Taking the span from 1964 to 1974 — 11 full seasons — Allen was among the best in the game. His OPS over that run (.940) was second among all players who played at least 1,000 games. Only Hank Aaron’s was higher (.941). A look at an expanded list, shows every one of the top 11 players in the Hall of Fame, except for Allen.
OPS from 1964-1974
- Hank Aaron* .941
- Dick Allen .940
- Willie McCovey* .937
- Frank Robinson* .914
- Willie Stargell* .905
- Roberto Clemente* .892
- Willie Mays* .890
- Harmon Killebrew* .887
- Carl Yastrzemski* .883
- Billy Williams* .877
- Reggie Jackson* .866
*Hall of Famer
Allen also ranked second to Aaron in slugging percentage (.554), and was in the top 10 in homers, RBI, batting average, runs scored and walks.
He won NL Rookie of the Year with the Phillies in 1964, AL MVP with the White Sox in 1972, and was named to seven All-Star teams over that span.
Yet with all those numbers, he never approached the votes needed by baseball writers to make the Hall of Fame. So why the snub for a player with such credentials? Allen had a combative reputation as a player. He held out prior to his second season at the big-league level — virtually unheard of at the time — fought with teammates, agitated managers, earned multiple suspensions and outwardly voiced his displeasure with being booed by Phillies fans.

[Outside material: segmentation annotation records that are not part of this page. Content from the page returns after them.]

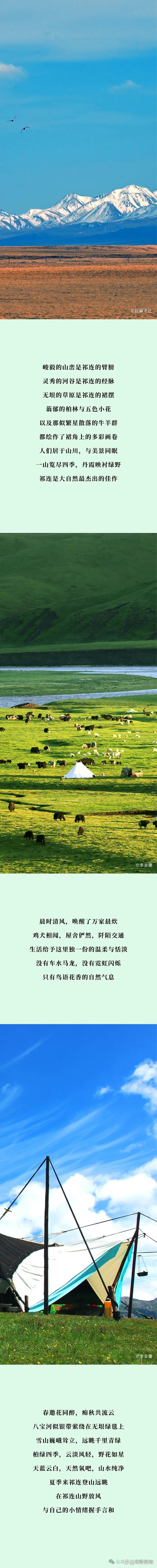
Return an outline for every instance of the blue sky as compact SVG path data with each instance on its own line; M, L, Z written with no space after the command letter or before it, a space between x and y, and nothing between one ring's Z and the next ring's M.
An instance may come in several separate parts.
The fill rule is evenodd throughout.
M2 42L0 207L27 212L126 183L157 183L151 33L148 50L141 30L141 47L102 60L55 60L52 49L41 58L41 45Z
M115 1178L154 1159L149 1060L155 1063L154 1027L2 1027L0 1198L46 1152L63 1179L77 1165Z
M129 1229L124 1215L132 1215L133 1231L138 1207L152 1217L151 1223L141 1220L152 1245L149 1239L141 1245L151 1251L148 1294L155 1295L155 1107L154 1027L2 1027L0 1214L49 1152L93 1245L102 1237L102 1221L110 1237L119 1215L122 1231ZM44 1181L41 1170L2 1231L42 1237ZM60 1237L68 1223L71 1228L52 1171L49 1214L50 1236Z

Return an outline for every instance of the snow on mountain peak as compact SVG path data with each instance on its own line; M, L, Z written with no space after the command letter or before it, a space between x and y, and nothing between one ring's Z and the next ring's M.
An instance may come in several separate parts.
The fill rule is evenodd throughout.
M6 213L0 212L0 229L5 232L19 230L46 230L64 227L68 224L105 224L105 223L121 223L124 218L141 220L143 216L155 216L157 213L157 191L149 191L146 185L124 185L122 188L113 190L107 194L104 191L99 196L78 196L78 193L69 193L63 196L55 207L30 207L30 212Z

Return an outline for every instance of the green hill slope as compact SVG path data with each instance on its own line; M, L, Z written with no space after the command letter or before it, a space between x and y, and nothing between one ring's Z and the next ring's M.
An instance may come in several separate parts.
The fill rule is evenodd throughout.
M2 535L0 662L152 648L154 535Z

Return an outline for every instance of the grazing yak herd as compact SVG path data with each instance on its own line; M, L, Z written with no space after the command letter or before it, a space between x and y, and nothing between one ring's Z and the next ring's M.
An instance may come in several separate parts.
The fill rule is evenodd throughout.
M25 707L25 704L24 704L24 707ZM93 768L91 779L93 778L97 779L97 775L96 775L94 768L96 768L96 762L99 759L99 750L97 750L97 740L99 740L99 748L100 748L99 770L102 770L102 771L99 771L99 779L102 778L105 781L105 786L104 786L105 789L110 787L107 784L107 773L105 773L105 768L108 770L110 767L121 768L121 779L126 779L126 781L127 779L129 781L130 779L132 781L133 779L143 779L143 768L141 767L137 767L135 764L130 765L130 760L129 760L129 765L127 765L127 760L124 764L124 746L126 746L126 743L130 742L130 737L132 737L133 746L135 746L137 742L140 742L140 739L143 739L143 735L140 735L138 728L135 729L137 717L135 717L135 723L133 723L133 715L135 715L135 709L132 709L127 713L104 712L104 713L93 713L91 718L85 724L80 723L80 721L77 721L77 720L74 723L75 745L77 745L77 740L78 740L80 750L77 750L77 756L75 756L74 751L71 751L71 757L74 757L75 760L80 760L83 767L88 765L88 770ZM69 712L64 712L64 713L60 713L60 715L57 712L55 717L57 717L57 723L61 723L61 724L66 724L66 726L71 724L71 721L72 721L72 715ZM11 724L14 724L14 723L20 723L22 724L24 723L25 726L28 726L33 721L33 728L35 728L36 718L44 726L44 729L42 729L42 742L44 742L44 745L42 745L42 742L41 742L41 745L31 745L30 746L30 759L31 760L28 760L28 759L25 759L25 760L24 759L22 760L17 759L16 760L17 771L24 773L27 768L31 768L33 764L35 764L33 765L33 773L35 773L36 768L46 771L47 767L53 768L53 770L57 767L61 768L61 770L63 768L69 768L68 756L66 757L63 757L63 756L52 757L50 756L52 748L50 748L50 743L49 743L49 737L50 737L50 724L53 724L53 715L50 712L47 712L47 713L39 712L38 713L36 704L33 704L33 707L30 710L27 710L27 713L25 712L17 712L17 713L11 712L11 713L6 713L5 715L5 723L0 724L0 735L5 735L5 726L6 726L6 723L11 723ZM143 709L143 718L155 718L154 710L144 707ZM46 723L46 720L49 723ZM99 724L99 729L94 728L96 723ZM141 717L140 715L138 715L138 723L141 723ZM104 737L102 737L100 732L102 732L102 729L104 729L105 724L115 724L115 726L118 726L118 729L113 731L111 739L119 740L119 746L116 745L115 750L113 750L113 745L108 745L107 750L102 751ZM85 734L85 742L82 740L82 734ZM39 734L39 740L41 740L41 734ZM122 740L124 740L124 745L122 745ZM157 751L155 742L157 742L157 731L154 729L154 734L152 734L152 750L154 750L154 753ZM57 750L58 750L58 742L55 742L55 745L57 745ZM25 748L22 746L22 750L25 750ZM41 754L41 751L42 751L42 754ZM46 760L46 754L47 754L47 760ZM143 757L141 757L141 760L143 760ZM0 756L0 765L2 767L8 767L8 765L11 767L11 762L13 762L11 757L8 757L8 756L2 757ZM99 784L99 779L97 779L97 784ZM82 776L82 779L77 778L77 781L75 781L75 787L77 789L80 787L80 781L82 781L83 786L86 786L86 782L88 782L88 779L85 776ZM61 784L63 782L64 782L64 779L63 779L63 773L61 773ZM55 781L53 781L53 784L55 784ZM58 781L57 781L57 786L58 786ZM17 801L11 798L8 801L8 811L9 811L9 814L16 811L16 806L17 806ZM31 809L36 809L36 808L31 808ZM132 808L130 808L130 814L132 814ZM108 815L111 815L111 812L108 812ZM64 811L53 811L53 823L66 823L66 820L68 818L66 818ZM82 837L83 831L85 831L85 814L83 812L77 812L75 818L74 818L74 823L77 826L78 837ZM143 829L146 831L146 828L149 826L149 823L152 823L152 826L157 828L155 812L146 811L146 806L143 806L143 815L138 818L138 828L140 828L140 831L143 831ZM44 833L36 833L36 836L35 836L33 829L28 828L28 826L25 826L24 839L25 839L25 844L36 842L36 845L41 845L41 847L44 847L47 844L47 839L46 839Z

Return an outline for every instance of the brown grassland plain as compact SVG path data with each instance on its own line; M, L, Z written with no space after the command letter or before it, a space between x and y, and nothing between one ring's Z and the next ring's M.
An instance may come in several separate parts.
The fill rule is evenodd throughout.
M157 317L155 246L3 246L0 318Z

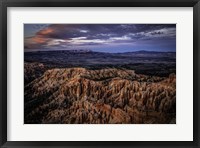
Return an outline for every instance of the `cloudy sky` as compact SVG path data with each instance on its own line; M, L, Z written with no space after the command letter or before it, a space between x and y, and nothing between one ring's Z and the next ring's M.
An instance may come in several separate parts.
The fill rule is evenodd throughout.
M25 24L25 51L176 51L175 24Z

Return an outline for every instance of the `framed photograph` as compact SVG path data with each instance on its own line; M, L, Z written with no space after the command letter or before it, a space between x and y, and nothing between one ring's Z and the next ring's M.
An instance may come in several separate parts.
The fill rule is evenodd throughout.
M0 145L199 147L199 0L1 1Z

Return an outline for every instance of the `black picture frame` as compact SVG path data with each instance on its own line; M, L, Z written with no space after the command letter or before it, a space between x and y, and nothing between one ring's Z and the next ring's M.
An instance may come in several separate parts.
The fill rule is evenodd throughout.
M0 2L0 146L21 147L200 147L200 0L3 0ZM193 141L7 141L8 7L193 7Z

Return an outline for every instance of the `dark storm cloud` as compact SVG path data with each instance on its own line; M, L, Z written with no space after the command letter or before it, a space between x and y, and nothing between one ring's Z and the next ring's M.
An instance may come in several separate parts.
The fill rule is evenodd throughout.
M85 36L87 39L109 39L110 37L120 37L129 35L129 33L145 33L151 32L154 34L163 34L160 29L175 28L175 25L118 25L118 24L54 24L48 28L40 30L37 35L41 35L45 38L56 39L70 39L75 37ZM153 32L155 30L155 32ZM134 36L132 36L134 38Z
M137 44L147 40L152 40L152 44L159 41L170 44L170 39L174 42L176 38L174 24L34 24L33 27L38 28L35 35L27 37L25 32L26 49Z

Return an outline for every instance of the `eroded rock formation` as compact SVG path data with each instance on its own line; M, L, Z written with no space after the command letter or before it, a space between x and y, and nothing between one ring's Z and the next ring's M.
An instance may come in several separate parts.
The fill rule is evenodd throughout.
M25 86L24 97L25 123L163 124L176 118L175 74L51 69Z

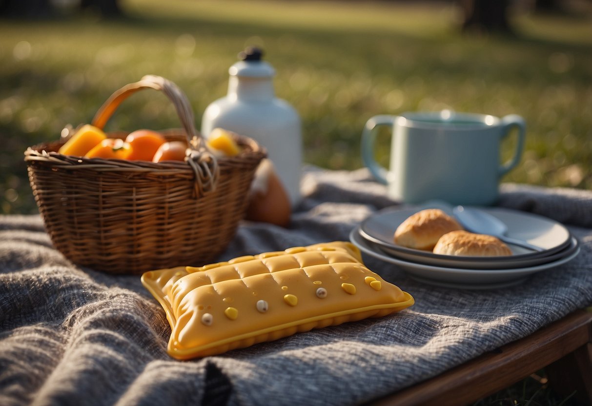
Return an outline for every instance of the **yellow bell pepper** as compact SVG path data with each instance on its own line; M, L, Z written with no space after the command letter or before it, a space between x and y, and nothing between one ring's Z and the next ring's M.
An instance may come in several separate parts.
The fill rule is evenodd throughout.
M85 124L62 146L58 152L64 155L84 156L107 137L101 129L90 124Z
M240 153L240 147L233 139L230 133L222 128L214 128L210 133L208 146L219 151L226 156L234 156Z

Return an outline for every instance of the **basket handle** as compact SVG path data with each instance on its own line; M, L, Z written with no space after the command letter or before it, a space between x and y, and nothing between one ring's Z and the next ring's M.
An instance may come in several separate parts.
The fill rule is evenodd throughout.
M99 108L92 119L95 127L102 129L124 100L136 92L153 89L163 92L173 102L181 125L193 151L186 160L195 174L195 196L215 189L220 167L194 124L193 111L185 94L174 83L161 76L147 75L138 82L129 83L115 91Z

While you can criticize his acts on and off the field, you can’t argue that he was one of the game’s best players during the time he played. The Hall of Fame is littered with great players who are also not the nicest people in the world. There is no Congeniality Wing in Cooperstown.
When the Golden Days Committee gathers again to name its latest class, Allen’s name needs to be at or near the top of that list. No one gets into the Hall of Fame strictly on being nice; they get in because they were great.